About

 

Mia Thom (b.1995) is a Cape Town based, interdisciplinary artist. In 2017, she graduated from the Michaelis School of Fine Art (UCT) with a BAFA (Hons) with distinction. She has taken part in several group exhibition and festivals, most notably the Dakar Biennale (19 May-21 June 2022). This month her work is included in group exhibition “The Invisible Thread,” curated by Swain Hoogervorst at the AVA Gallery, CPT.

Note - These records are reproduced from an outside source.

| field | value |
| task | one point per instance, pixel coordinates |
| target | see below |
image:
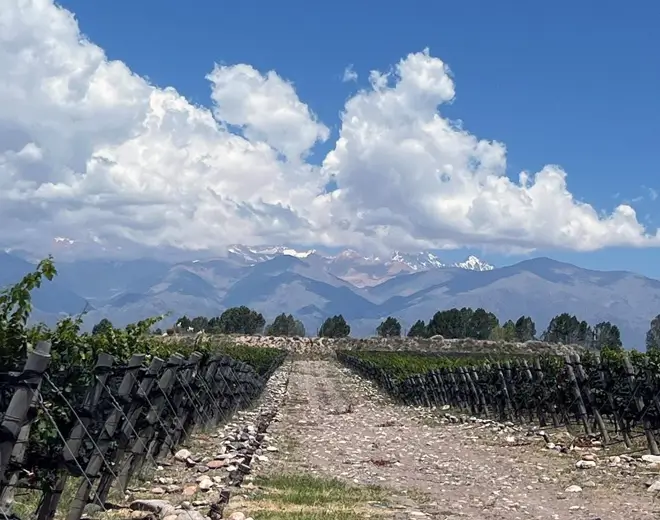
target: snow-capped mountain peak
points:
(473, 263)
(253, 255)
(417, 261)
(410, 262)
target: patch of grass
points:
(265, 514)
(309, 497)
(303, 489)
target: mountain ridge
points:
(312, 288)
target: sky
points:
(152, 126)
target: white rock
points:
(182, 455)
(655, 487)
(585, 464)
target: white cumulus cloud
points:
(349, 74)
(91, 151)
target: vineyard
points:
(90, 412)
(613, 397)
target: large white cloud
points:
(91, 151)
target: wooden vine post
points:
(639, 404)
(14, 427)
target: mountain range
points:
(314, 285)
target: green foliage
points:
(15, 308)
(418, 330)
(606, 335)
(335, 327)
(238, 320)
(261, 359)
(506, 332)
(400, 365)
(463, 323)
(285, 325)
(73, 357)
(525, 329)
(102, 327)
(389, 328)
(653, 335)
(568, 330)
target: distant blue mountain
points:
(312, 287)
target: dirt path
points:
(336, 424)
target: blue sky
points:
(568, 83)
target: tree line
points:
(451, 324)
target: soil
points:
(336, 424)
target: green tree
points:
(418, 330)
(451, 324)
(481, 324)
(199, 323)
(240, 320)
(567, 329)
(285, 325)
(390, 327)
(607, 335)
(525, 329)
(653, 335)
(183, 322)
(506, 332)
(335, 327)
(102, 327)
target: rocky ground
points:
(339, 425)
(339, 450)
(315, 346)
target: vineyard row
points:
(103, 433)
(610, 396)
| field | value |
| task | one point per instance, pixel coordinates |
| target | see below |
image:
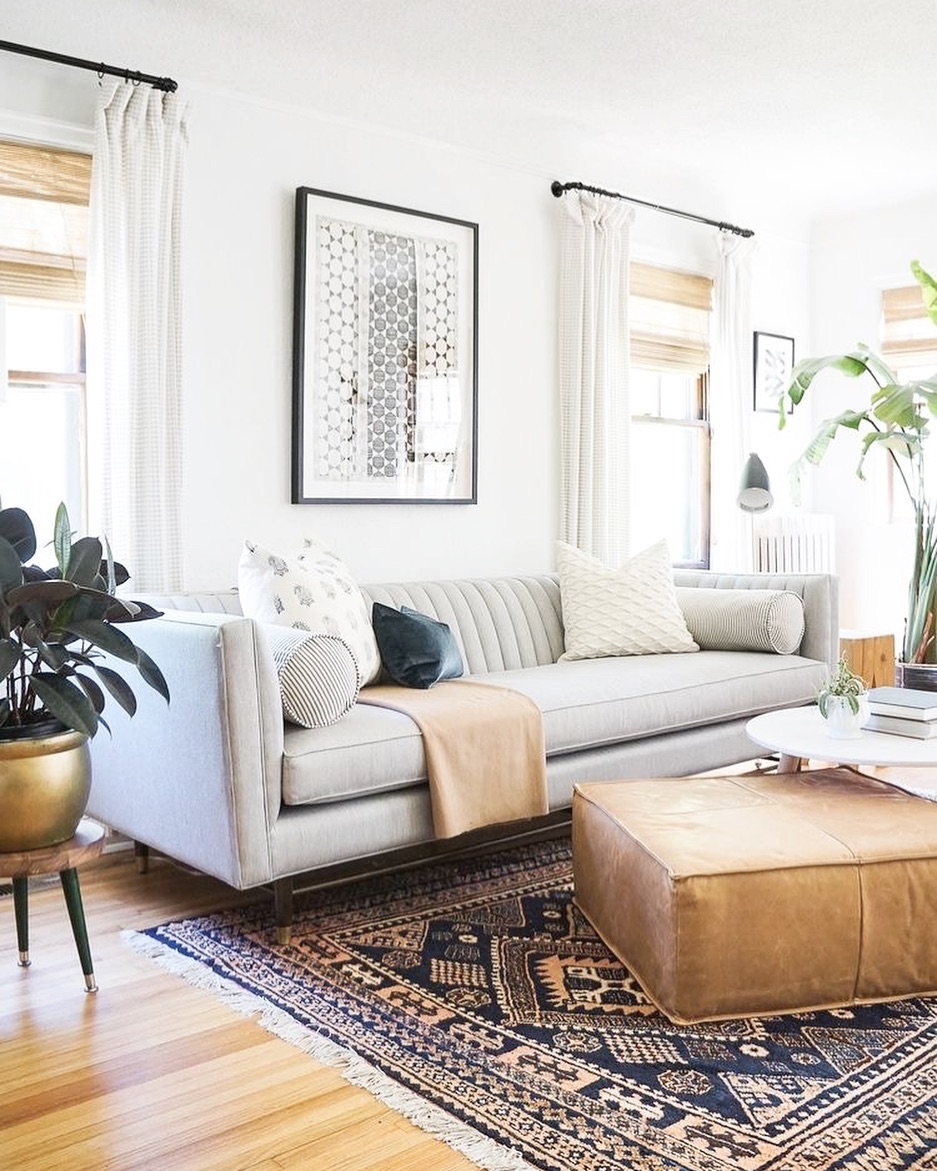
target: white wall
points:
(245, 161)
(853, 259)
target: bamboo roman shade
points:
(669, 314)
(909, 337)
(43, 212)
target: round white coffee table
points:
(799, 733)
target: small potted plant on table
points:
(843, 702)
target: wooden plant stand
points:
(65, 857)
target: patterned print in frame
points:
(384, 355)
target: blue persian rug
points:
(474, 999)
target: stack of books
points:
(903, 711)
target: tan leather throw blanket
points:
(484, 746)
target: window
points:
(43, 230)
(669, 314)
(909, 346)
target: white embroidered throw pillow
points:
(315, 593)
(629, 610)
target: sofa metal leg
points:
(282, 905)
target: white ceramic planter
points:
(842, 721)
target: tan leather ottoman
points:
(734, 896)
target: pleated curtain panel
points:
(134, 329)
(593, 361)
(731, 401)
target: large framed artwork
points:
(384, 354)
(773, 365)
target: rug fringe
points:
(484, 1152)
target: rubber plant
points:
(57, 624)
(897, 420)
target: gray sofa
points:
(217, 780)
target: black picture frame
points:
(773, 361)
(384, 354)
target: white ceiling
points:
(815, 104)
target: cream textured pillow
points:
(743, 620)
(630, 610)
(317, 675)
(316, 593)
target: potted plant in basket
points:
(55, 627)
(843, 702)
(896, 419)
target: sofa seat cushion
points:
(592, 703)
(586, 704)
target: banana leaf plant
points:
(57, 624)
(897, 420)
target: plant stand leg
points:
(76, 915)
(282, 905)
(21, 911)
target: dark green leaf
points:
(91, 690)
(16, 528)
(110, 639)
(62, 539)
(66, 702)
(11, 567)
(84, 561)
(43, 593)
(54, 655)
(151, 673)
(118, 687)
(9, 656)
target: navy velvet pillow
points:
(416, 650)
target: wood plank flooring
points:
(151, 1073)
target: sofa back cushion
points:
(500, 623)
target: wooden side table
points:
(65, 857)
(869, 655)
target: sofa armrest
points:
(820, 594)
(199, 778)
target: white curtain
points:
(593, 360)
(134, 331)
(731, 401)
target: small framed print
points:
(773, 365)
(384, 355)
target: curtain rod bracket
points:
(558, 189)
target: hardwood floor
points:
(150, 1072)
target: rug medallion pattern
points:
(481, 988)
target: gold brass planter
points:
(45, 782)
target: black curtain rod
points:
(165, 83)
(558, 189)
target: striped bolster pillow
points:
(743, 620)
(317, 672)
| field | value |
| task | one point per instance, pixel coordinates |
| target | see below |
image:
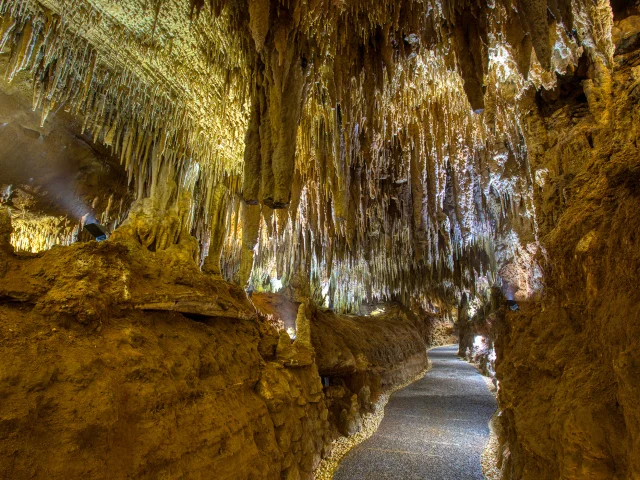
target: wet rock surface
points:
(568, 363)
(119, 362)
(436, 428)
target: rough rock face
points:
(569, 365)
(121, 363)
(357, 357)
(52, 176)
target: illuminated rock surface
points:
(435, 428)
(369, 177)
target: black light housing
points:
(96, 230)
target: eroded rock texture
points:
(568, 365)
(121, 362)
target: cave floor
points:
(435, 429)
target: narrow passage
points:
(434, 429)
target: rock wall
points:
(52, 175)
(119, 362)
(358, 357)
(569, 364)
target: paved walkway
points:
(434, 429)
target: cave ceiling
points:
(351, 150)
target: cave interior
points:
(299, 198)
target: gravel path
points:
(434, 429)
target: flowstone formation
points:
(137, 364)
(356, 174)
(364, 174)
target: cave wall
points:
(568, 364)
(121, 362)
(53, 176)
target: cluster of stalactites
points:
(148, 124)
(360, 132)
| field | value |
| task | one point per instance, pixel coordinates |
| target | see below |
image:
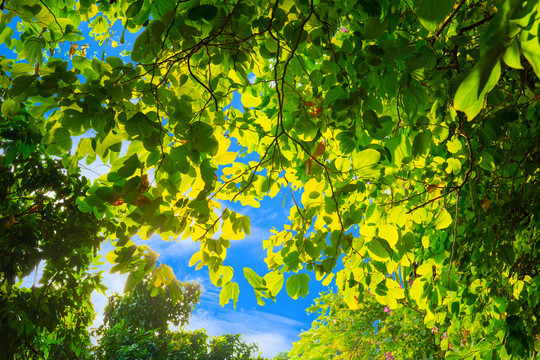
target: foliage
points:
(40, 223)
(372, 331)
(136, 327)
(150, 308)
(406, 133)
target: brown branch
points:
(449, 19)
(476, 24)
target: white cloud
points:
(273, 333)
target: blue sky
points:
(273, 326)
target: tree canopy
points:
(373, 331)
(405, 132)
(136, 327)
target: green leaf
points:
(33, 49)
(131, 281)
(10, 108)
(443, 220)
(141, 47)
(298, 285)
(422, 143)
(206, 12)
(254, 279)
(531, 51)
(375, 28)
(486, 161)
(483, 77)
(512, 56)
(366, 163)
(134, 8)
(507, 254)
(432, 12)
(229, 291)
(379, 248)
(58, 141)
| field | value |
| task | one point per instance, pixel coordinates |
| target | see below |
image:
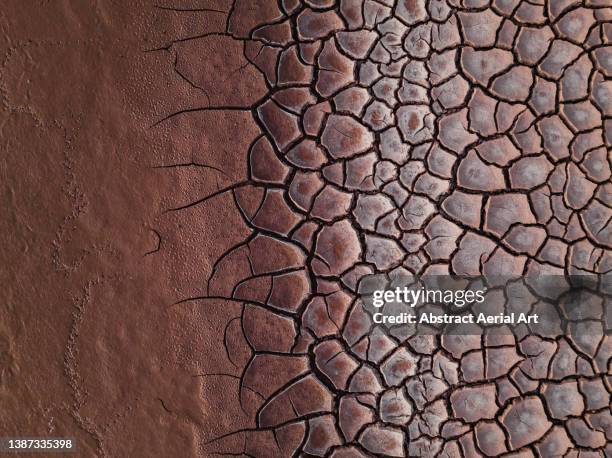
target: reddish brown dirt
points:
(194, 191)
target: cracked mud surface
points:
(302, 145)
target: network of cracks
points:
(469, 137)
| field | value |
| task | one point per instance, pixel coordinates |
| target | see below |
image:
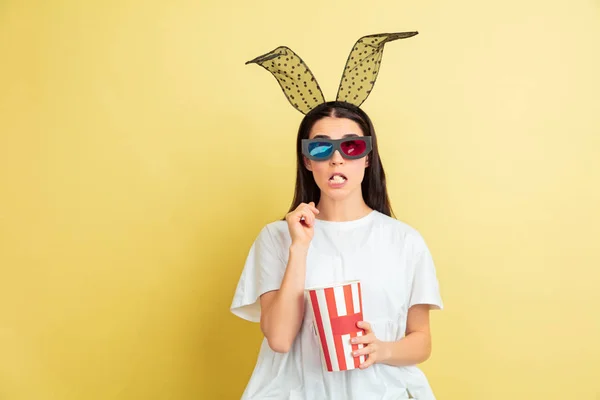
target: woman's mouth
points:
(337, 180)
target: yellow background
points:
(139, 158)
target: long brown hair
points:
(374, 188)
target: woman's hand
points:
(374, 350)
(301, 223)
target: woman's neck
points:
(345, 210)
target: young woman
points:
(339, 228)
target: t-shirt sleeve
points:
(263, 272)
(425, 286)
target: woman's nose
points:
(337, 158)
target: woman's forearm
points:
(284, 311)
(412, 349)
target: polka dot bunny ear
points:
(295, 78)
(360, 73)
(362, 66)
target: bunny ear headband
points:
(300, 86)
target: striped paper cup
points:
(337, 309)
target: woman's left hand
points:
(374, 349)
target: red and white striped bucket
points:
(337, 309)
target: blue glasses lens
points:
(320, 149)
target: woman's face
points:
(337, 177)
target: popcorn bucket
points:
(337, 309)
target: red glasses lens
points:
(354, 148)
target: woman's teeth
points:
(337, 179)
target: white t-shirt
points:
(396, 271)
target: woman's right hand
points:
(301, 223)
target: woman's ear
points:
(306, 163)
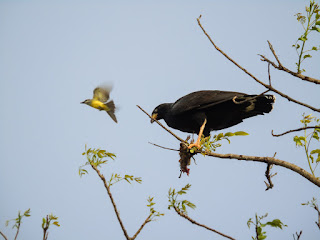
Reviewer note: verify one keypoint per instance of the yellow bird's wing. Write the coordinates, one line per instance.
(102, 93)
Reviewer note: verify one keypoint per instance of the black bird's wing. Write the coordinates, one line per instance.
(202, 100)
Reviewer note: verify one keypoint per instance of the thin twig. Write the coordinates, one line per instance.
(269, 176)
(112, 201)
(293, 130)
(164, 147)
(274, 54)
(18, 228)
(45, 229)
(4, 236)
(282, 68)
(269, 75)
(142, 225)
(200, 225)
(268, 160)
(256, 79)
(180, 139)
(298, 235)
(317, 209)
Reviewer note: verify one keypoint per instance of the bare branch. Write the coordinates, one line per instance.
(293, 130)
(298, 235)
(269, 176)
(201, 225)
(142, 225)
(4, 236)
(112, 201)
(282, 68)
(18, 228)
(268, 86)
(268, 160)
(180, 139)
(317, 209)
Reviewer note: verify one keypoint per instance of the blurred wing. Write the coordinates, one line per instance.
(102, 93)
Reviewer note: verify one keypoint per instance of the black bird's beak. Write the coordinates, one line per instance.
(154, 116)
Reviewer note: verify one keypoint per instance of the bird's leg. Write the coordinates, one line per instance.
(197, 143)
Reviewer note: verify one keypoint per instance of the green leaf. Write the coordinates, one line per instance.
(276, 223)
(56, 223)
(220, 135)
(315, 28)
(229, 134)
(303, 38)
(241, 133)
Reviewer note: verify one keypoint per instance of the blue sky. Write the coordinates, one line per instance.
(53, 54)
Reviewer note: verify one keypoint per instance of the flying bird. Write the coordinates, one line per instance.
(208, 110)
(100, 101)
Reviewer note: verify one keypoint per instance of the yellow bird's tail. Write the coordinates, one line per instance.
(111, 108)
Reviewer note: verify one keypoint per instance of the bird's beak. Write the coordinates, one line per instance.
(154, 116)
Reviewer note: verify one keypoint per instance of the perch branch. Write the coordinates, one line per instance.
(269, 184)
(298, 235)
(142, 225)
(293, 130)
(112, 201)
(268, 160)
(282, 68)
(4, 236)
(268, 86)
(200, 225)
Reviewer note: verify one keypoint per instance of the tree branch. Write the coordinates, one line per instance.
(282, 68)
(112, 201)
(18, 228)
(268, 86)
(298, 235)
(269, 176)
(293, 130)
(268, 160)
(200, 225)
(4, 236)
(318, 211)
(142, 225)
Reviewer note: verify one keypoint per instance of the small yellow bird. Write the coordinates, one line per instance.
(99, 101)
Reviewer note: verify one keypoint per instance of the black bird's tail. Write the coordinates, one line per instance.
(259, 104)
(111, 110)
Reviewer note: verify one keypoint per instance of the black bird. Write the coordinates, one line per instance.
(208, 110)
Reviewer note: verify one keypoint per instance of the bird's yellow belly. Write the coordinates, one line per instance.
(97, 104)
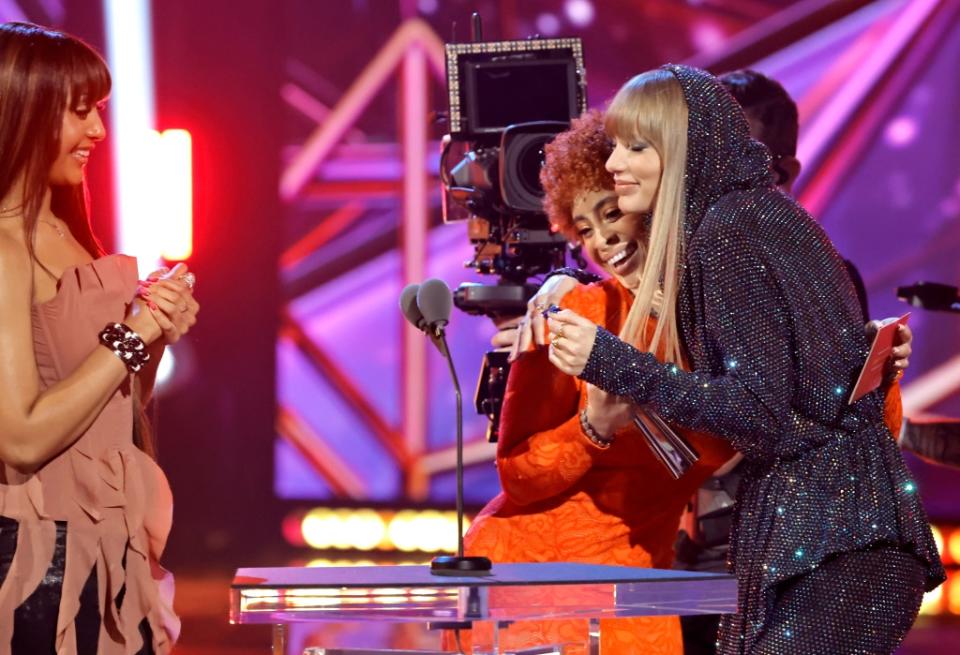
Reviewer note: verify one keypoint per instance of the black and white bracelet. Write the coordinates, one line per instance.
(125, 344)
(591, 432)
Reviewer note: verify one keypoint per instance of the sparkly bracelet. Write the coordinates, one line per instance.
(581, 276)
(125, 344)
(591, 432)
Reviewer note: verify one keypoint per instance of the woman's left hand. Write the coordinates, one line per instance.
(571, 340)
(170, 299)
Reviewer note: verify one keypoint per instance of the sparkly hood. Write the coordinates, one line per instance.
(721, 155)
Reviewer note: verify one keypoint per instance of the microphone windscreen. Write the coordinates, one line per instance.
(435, 301)
(408, 305)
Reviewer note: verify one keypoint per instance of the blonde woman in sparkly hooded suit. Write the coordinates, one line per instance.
(831, 546)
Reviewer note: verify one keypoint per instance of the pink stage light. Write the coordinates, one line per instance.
(157, 223)
(901, 131)
(175, 150)
(579, 12)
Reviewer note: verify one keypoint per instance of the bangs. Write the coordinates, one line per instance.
(87, 74)
(638, 109)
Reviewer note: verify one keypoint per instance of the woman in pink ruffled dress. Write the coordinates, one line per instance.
(84, 509)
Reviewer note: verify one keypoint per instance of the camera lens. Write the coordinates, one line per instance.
(522, 162)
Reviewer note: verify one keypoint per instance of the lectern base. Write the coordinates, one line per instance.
(460, 566)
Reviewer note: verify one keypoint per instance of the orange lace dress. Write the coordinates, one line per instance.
(114, 498)
(566, 500)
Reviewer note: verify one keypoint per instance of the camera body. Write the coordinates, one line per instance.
(507, 100)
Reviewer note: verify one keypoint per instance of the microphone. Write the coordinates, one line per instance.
(431, 312)
(408, 305)
(434, 302)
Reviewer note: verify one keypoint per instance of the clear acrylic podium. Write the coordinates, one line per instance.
(513, 592)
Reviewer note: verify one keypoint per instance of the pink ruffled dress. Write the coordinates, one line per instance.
(115, 499)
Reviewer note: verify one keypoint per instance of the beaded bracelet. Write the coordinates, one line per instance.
(581, 276)
(591, 432)
(125, 344)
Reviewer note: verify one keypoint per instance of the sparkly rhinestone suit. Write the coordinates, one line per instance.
(772, 327)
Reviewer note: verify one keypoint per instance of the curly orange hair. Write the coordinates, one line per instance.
(575, 165)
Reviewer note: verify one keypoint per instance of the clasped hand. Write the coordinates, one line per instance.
(571, 341)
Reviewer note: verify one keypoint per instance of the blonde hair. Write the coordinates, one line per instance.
(651, 107)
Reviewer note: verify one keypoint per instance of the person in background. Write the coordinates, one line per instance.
(84, 509)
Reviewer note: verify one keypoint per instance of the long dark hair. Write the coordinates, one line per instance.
(44, 73)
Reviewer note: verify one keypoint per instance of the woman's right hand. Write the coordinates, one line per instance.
(171, 303)
(532, 328)
(606, 412)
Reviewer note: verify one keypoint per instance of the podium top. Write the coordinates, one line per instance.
(512, 592)
(539, 573)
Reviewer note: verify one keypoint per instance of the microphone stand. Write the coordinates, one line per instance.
(458, 565)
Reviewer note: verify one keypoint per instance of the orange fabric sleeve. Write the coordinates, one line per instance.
(893, 410)
(542, 450)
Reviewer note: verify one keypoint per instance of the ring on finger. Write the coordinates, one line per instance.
(188, 279)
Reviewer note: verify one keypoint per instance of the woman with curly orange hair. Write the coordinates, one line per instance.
(579, 483)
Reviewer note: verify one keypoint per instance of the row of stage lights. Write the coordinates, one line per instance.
(385, 532)
(343, 529)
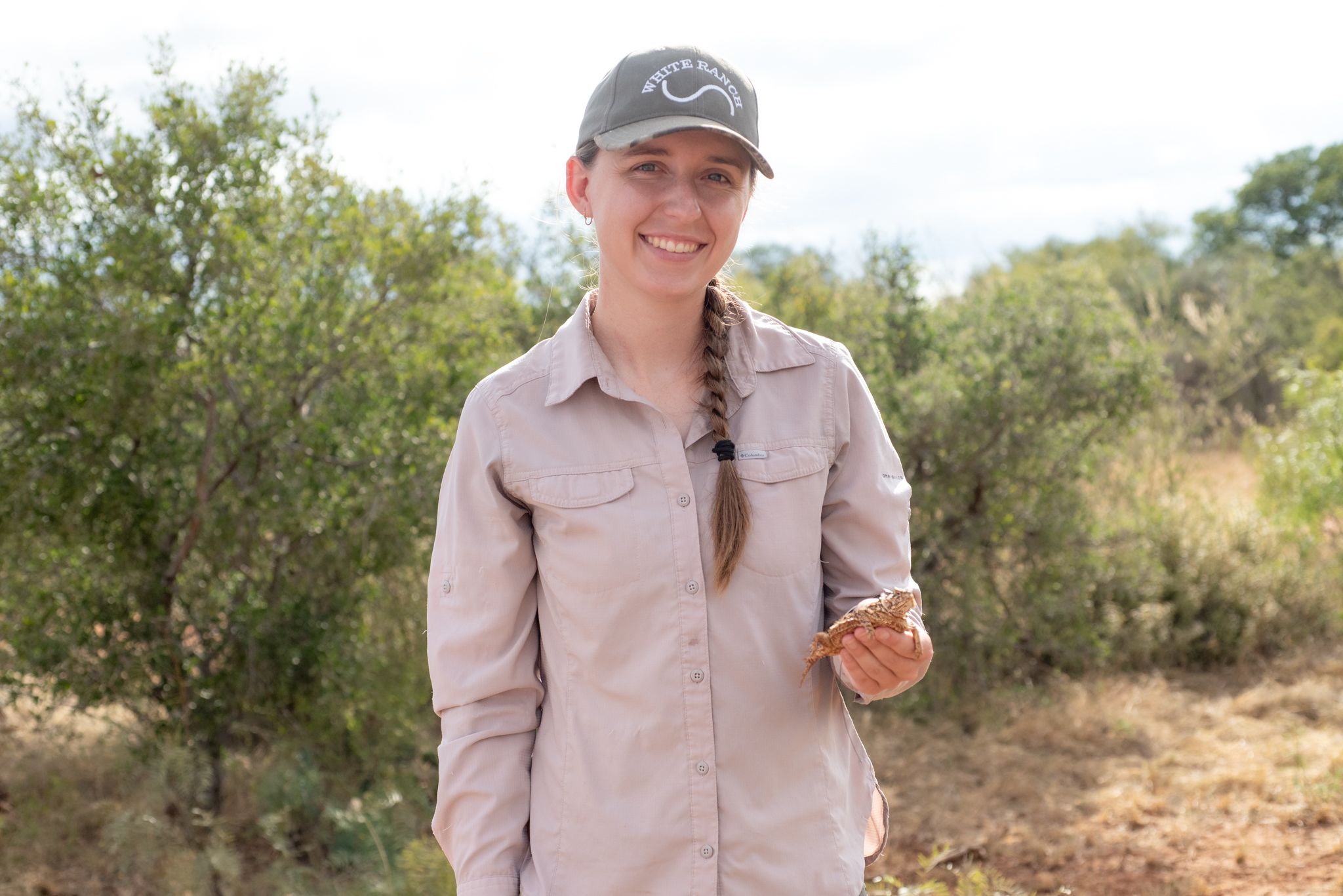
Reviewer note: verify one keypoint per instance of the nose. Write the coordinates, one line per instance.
(683, 201)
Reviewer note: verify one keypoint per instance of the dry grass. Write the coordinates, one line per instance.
(1228, 782)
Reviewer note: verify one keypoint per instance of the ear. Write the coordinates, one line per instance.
(576, 180)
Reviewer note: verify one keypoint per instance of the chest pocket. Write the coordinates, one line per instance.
(786, 490)
(588, 531)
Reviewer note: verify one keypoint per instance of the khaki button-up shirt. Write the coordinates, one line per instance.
(612, 723)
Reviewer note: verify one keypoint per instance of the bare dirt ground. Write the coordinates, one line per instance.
(1167, 783)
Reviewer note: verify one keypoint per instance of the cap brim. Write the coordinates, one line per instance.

Her work is informed by researchers who recognise the ways in which sound can alter the perspectives we hold of objects, spaces and experiences. Thom’s practice, which explores a relationship between photography, performance, music and sound, delves into experiences of speculative realism – a philosophical way of thinking that does not rely on only one framework for reality. It attempts to make us “think beyond the limits of what we, as human beings, were long considered able to think, speculating instead about the nature of the non-human and what such thinking might provide for the many issues we face in our contemporary moment” (Beier & Wallen, 2017:149). Thom’s interest in the voice reflects ethical, poetic and psychological concerns.

Thom proposes an ethical listening, to voices and bodies, human and nonhuman. To perceive space and site through its sonic possibilities and engage with visual mediums through practices of sound-making or listening (Voegelin, 2014). 

Thom also works as a photographer documenting artwork and exhibitions. She is currently completing an undergraduate degree in Psychology (UCT). Her studio is situated at Side Street Studios, Woodstock.

References:

Jessie Beier and Jason Walden. 2017. “Sound without Organs: Inhuman Refrains and the Speculative Potential of a Cosmos-Without-Us” in Sonic Thinking: A Media Philosophical Approach. (ed.) Bernd Herzogenrath. Bloomsbury Academic: New York. 135-158 

Brandon Labelle. 2018. Sonic Agency: Sound and Emergent Forms of Resistance. MIT Press: Cambridge, Massachusetts. 

Salome Voegelin. 2014. Sonic Possible Worlds: Hearing the Continuum of Sound. Bloomsbury: London.